法科大学院を擁護する立場の方が良く強調したがるのが、「法科大学院がなければ弁護士になっていない」と主張される方の存在です。
果たして本当にそうなのでしょうか。
本当に法科大学院ができただけで、司法試験受験を決意されたのでしょうか。
法科大学院ができたから法曹を目指したという主張が文字通り正しいのであれば、法科大学院卒業+合格率が3%であっても法曹を目指す人が増えていなければおかしいように思います。
おそらく
①法科大学院の指導に沿って勉強すればいいという指針が見えた。
②合格率が跳ね上がると聞かされた。
③弁護士の就職難(弁護士が食えない)などあり得ない(ニーズは無限にある?)と、当時は考えられていた。
等の理由から、
法曹への道を決断された方が多いのであって、主な理由はおそらく②・③だと思います。(東洋経済等、マスコミがこぞって、合格率が上がることを指摘しながら「貴方も弁護士になれる」等の特集を組んでいましたので。)
理由が①だけの方は、旧試験制度でも自分が決断さえすれば、法曹を目指すことができた方だと思います。今は、法科大学院乱立とむちゃくちゃな弁護士増員のせいで②どころか、③まで危うくなってきており、現に志願者は物凄く減少しています。①の理由だけなら法曹志願者が減少する理由付けにならないようにも思われます。

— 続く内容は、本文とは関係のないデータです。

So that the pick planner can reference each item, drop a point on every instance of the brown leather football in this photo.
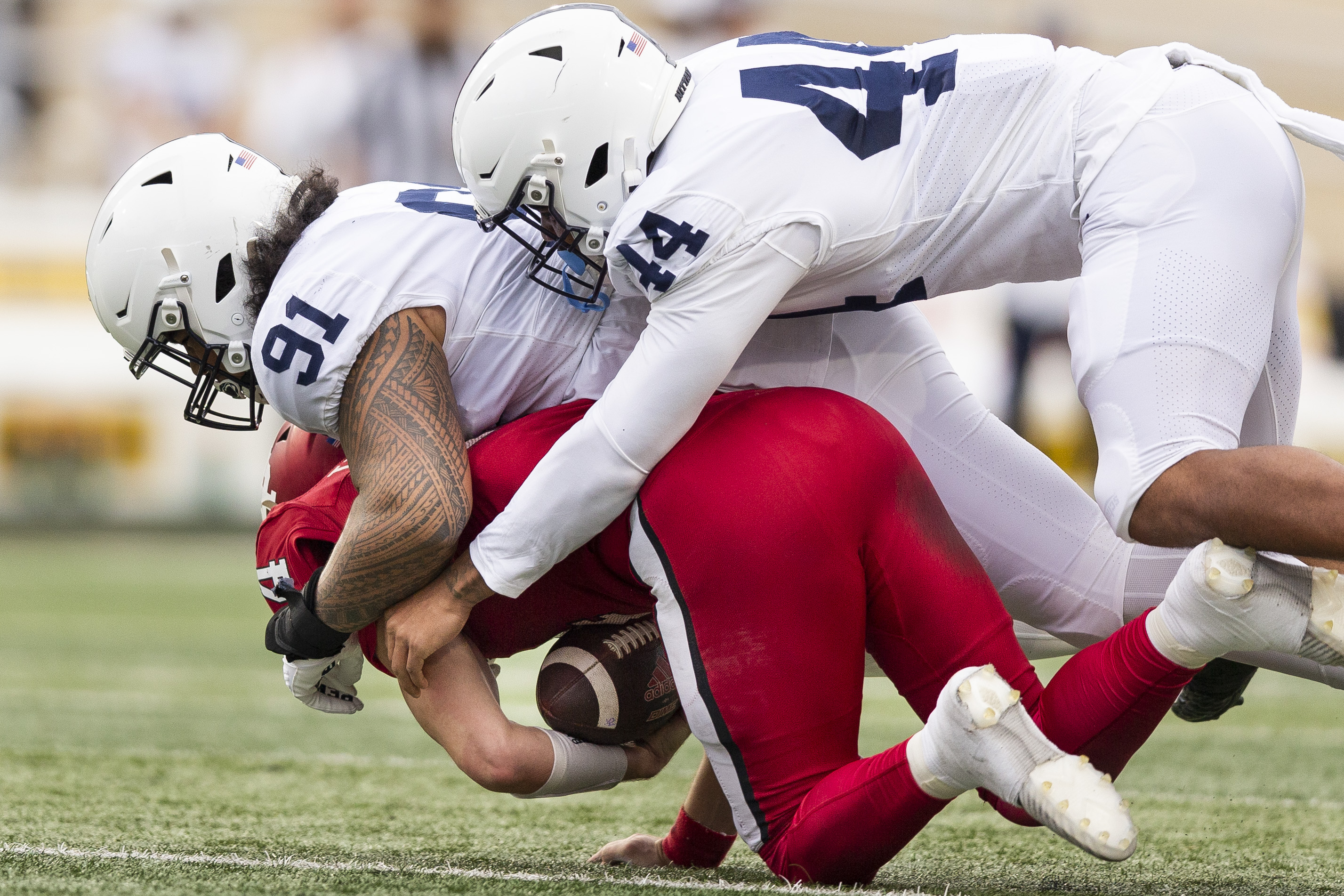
(608, 681)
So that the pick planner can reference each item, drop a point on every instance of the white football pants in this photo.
(1183, 325)
(1046, 546)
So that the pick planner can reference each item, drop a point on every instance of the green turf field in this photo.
(148, 746)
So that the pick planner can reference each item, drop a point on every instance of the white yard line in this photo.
(443, 871)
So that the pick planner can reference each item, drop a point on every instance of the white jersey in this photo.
(805, 178)
(513, 346)
(925, 170)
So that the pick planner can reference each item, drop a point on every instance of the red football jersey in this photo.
(596, 581)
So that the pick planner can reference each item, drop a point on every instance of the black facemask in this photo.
(557, 264)
(203, 372)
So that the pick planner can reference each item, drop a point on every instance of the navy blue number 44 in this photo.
(887, 85)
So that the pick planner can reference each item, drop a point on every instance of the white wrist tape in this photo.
(579, 767)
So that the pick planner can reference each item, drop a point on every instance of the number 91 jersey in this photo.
(513, 346)
(926, 170)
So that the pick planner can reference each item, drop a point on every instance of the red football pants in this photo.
(812, 534)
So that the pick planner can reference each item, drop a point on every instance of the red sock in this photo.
(1105, 703)
(853, 823)
(1107, 700)
(692, 846)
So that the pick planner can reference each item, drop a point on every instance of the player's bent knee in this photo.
(492, 765)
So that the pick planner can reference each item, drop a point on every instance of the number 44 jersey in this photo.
(925, 170)
(513, 346)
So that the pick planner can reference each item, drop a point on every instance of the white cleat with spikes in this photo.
(982, 736)
(1228, 598)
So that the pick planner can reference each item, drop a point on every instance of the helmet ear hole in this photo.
(597, 169)
(225, 280)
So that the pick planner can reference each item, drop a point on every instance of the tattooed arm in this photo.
(401, 436)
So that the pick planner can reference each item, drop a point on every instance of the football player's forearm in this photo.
(409, 462)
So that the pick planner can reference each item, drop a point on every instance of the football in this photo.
(608, 683)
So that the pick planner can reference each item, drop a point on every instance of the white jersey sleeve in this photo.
(593, 472)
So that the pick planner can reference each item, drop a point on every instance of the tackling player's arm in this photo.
(596, 469)
(408, 459)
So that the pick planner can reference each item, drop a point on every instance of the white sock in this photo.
(1230, 599)
(1167, 645)
(929, 782)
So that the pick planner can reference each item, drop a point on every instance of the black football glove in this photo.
(296, 632)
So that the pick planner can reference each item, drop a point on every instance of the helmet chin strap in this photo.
(634, 174)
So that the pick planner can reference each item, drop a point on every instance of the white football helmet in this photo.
(166, 268)
(554, 129)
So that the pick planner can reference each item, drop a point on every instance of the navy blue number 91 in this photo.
(292, 343)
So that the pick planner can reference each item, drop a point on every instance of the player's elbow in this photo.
(433, 517)
(494, 765)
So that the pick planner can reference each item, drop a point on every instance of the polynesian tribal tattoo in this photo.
(400, 430)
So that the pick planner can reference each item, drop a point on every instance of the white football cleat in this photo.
(982, 736)
(1226, 599)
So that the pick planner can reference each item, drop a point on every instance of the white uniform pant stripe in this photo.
(702, 712)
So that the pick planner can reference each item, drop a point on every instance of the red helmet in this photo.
(299, 461)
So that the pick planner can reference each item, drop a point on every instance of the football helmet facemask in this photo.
(166, 268)
(553, 131)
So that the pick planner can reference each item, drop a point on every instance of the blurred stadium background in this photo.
(367, 88)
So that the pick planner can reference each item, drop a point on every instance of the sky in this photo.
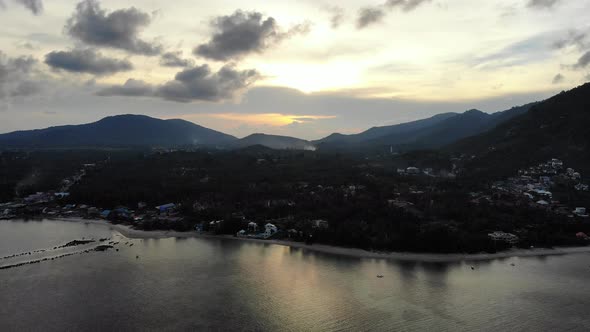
(303, 68)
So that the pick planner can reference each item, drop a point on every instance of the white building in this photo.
(320, 224)
(580, 212)
(252, 227)
(270, 230)
(502, 236)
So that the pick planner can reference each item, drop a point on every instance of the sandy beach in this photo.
(131, 233)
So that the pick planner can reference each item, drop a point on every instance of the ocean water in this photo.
(231, 285)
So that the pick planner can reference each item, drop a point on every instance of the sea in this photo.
(211, 284)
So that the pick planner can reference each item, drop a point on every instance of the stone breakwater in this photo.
(56, 249)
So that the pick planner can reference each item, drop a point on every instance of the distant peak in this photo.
(474, 111)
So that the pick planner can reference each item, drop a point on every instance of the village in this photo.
(302, 209)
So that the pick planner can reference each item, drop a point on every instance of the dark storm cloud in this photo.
(131, 88)
(542, 3)
(243, 33)
(118, 29)
(16, 76)
(86, 61)
(193, 84)
(174, 59)
(370, 15)
(35, 6)
(558, 79)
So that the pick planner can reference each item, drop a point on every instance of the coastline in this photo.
(131, 233)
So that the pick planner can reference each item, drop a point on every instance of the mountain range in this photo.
(558, 127)
(565, 116)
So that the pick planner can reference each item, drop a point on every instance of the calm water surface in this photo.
(215, 284)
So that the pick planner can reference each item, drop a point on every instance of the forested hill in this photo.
(558, 127)
(120, 130)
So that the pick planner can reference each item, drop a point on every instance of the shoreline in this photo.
(131, 233)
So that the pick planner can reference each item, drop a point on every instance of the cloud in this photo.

つまり、法科大学院制度ができたから弁護士になれたというのは、かなりミスリーディングな言い方であるように思われます。
大阪の南和行弁護士(法科大学院卒)は、この点について、次のように指摘されています。
「法科大学院制度がなかったら弁護士になれなかった」
という言い方は本当に誤導です。
「法科大学院制度があったから,弁護士になる最後の決断ができた」
と言うべきなのです。
法科大学院制度がなくても,その人が「決断」さえすれば,
旧司法試験制度でも,弁護士にはなれたのです。
ただし,
「法科大学院があるから弁護士になれない」
というのは真実として存在します。
弁護士になる「決意」「決心」はいくらでもあっても,
地域の偏在や,経済事情や,
自分以外の要素のせいで法曹養成の道に,
乗っかることもできない人がいることが,
法曹の将来にとって深刻だと思うのです。
極めて明確な指摘であり、現状の法科大学院の問題点をずばり指摘しているように思えます。